Media tanam yang dipergunakan oleh tiap orang untuk menanam Puring didalam pot sangat bervariatif. Dari yang hanya ditanam seadanya dengan menggunakan tanah, memakai satu atau dua jenis media yang dicampurkan, atau dengan mencampurkan beberapa jenis media sekaligus. Hal ini disesuaikan dengan kebiasaan dan pengetahuan pada masing-masing orang. 

 

Jenis media tanam yang umum dipakai adalah  Tanah Merah  Sekam Bakar  Pupuk Kandang. Jenis media tanam lain yang juga dapat dijadikan pelengkap adalah Serbuk kayu dan pasir kasar.   

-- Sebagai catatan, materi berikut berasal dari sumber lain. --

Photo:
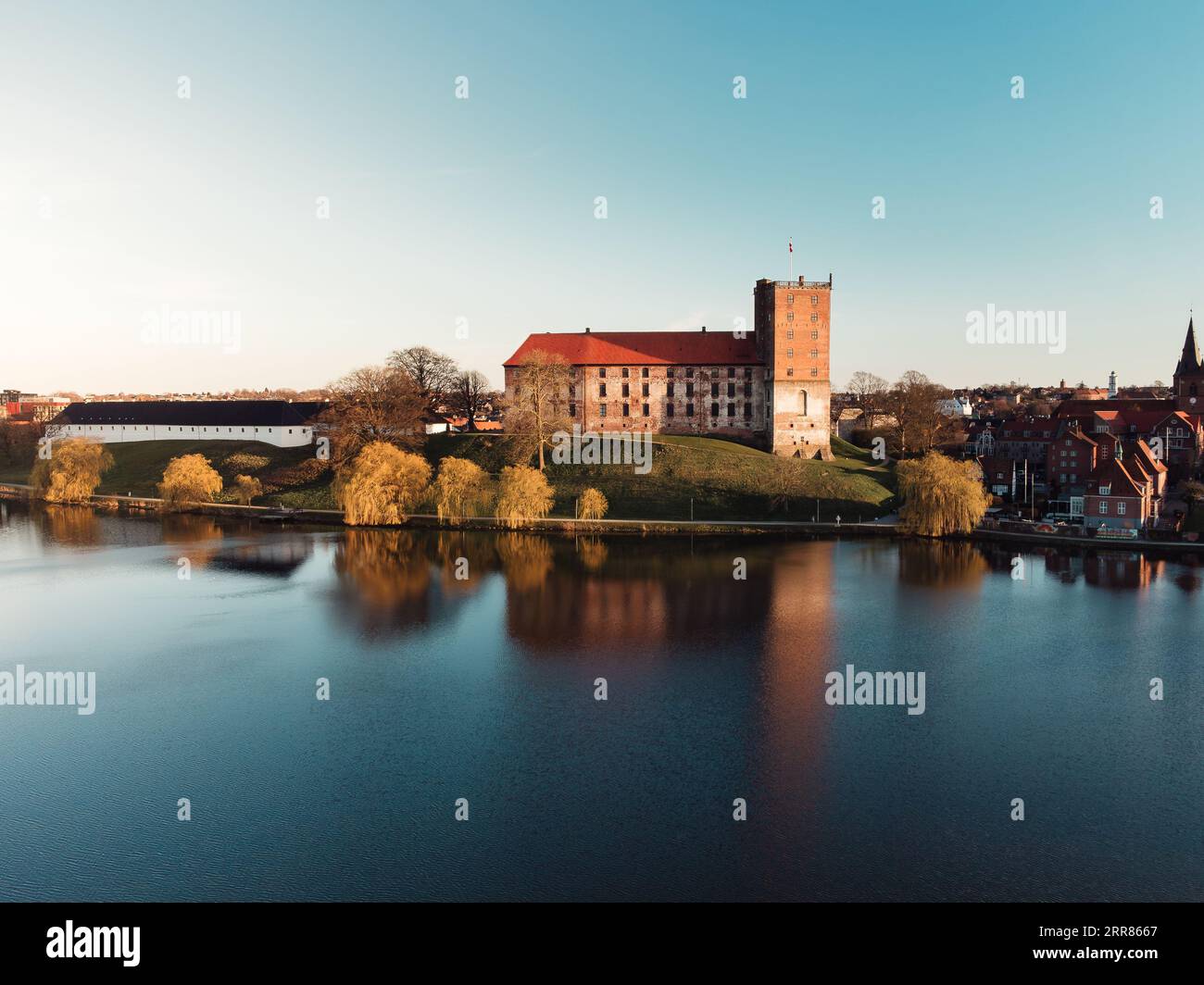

Karena Tanaman Hias Puring ini termasuk tanaman yang 'bandel', maka tidaklah terlalu sulit untuk penyediaan media tanamnya.
Yang jelas, unsur tanah merah hendaknya selalu di jadikan bahan utama. Karena selain mudah didapat, tanah merah dapat mengokohkan tanaman.


Penyusun sendiri biasa memakai kombinasi tanah merah, sekam bakar dan kompos, dengan perbandingan 4:2:1. Penambahan media pasir kasar atau akar pakis terkadang dicampurkan juga dalam jumlah sedikit dengan maksud untuk memperoleh celah drainase sehingga media tetap gembur dan mudah menyerap air, serta media tidak mengeras pada saat musim panas.